Lokathor / wide

A crate to help you go wide. By which I mean use SIMD stuff.
https://docs.rs/wide
zlib License
251 stars 22 forks source link

Combination of `i8x16::move_mask()` and `.trailing_zeros()` is a footgun #165

Open whitequark opened 2 weeks ago

whitequark commented 2 weeks ago

For example, consider this code, extracted from one of my libraries:

for &group in samples.array_chunks::<16>() {
    let mask = predicate(i8x16::new(group));
    offset += mask.move_mask().trailing_zeros() as usize;
    if mask.any() { break }
}
offset

The intent here is to move offset by the fractional part of the group that matched the predicate. Unfortunately, if the predicate didn't match at all, the moved mask would have 32 zeroes, throwing off the pointer.

(I know about iter.remainder()--in this particular application it can't be used because by the time the remainder is examined, it is already advanced past the group being matched by the predicate.)

Making i8x16::move_mask() be an u16 would solve this problem, but won't work for i32x4. Adding leading_zeros() and trailing_zeros() to the SIMD types, or perhaps boolean mask types from #43, would also solve it.

Lokathor commented 2 weeks ago

I wouldn't have come up with a loop like that, I think. Though, I see your point about how things can get mixed up if you write it that way.

Given the amount of time I have to work on wide lately (not much), I'd prefer to avoid solutions that are breaking changes in the library.

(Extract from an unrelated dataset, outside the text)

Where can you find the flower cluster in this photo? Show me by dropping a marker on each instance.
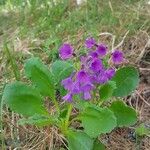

I'm not totally sure that I understand the proposed loop as well. If there's any elements matching the predicate, you add some to the offset and then break the loop immediately? So the only time you don't break the loop is if "no elements match", so wouldn't the move_mask of a "no elements match" always be a 0? So can't you make it an if-else with adding a constant 16 per loop that continues, and then add move_mask when things don't continue?

whitequark commented 2 weeks ago

So can't you make it an if-else with adding a constant 16 per loop that continues, and then add move_mask when things don't continue?

I can! I'm reporting this as an UI issue, not a correctness issue. Feel free to close if this isn't wanted.

Lokathor commented 1 week ago

It can stay open, but basically it's sorta "needs design" I guess.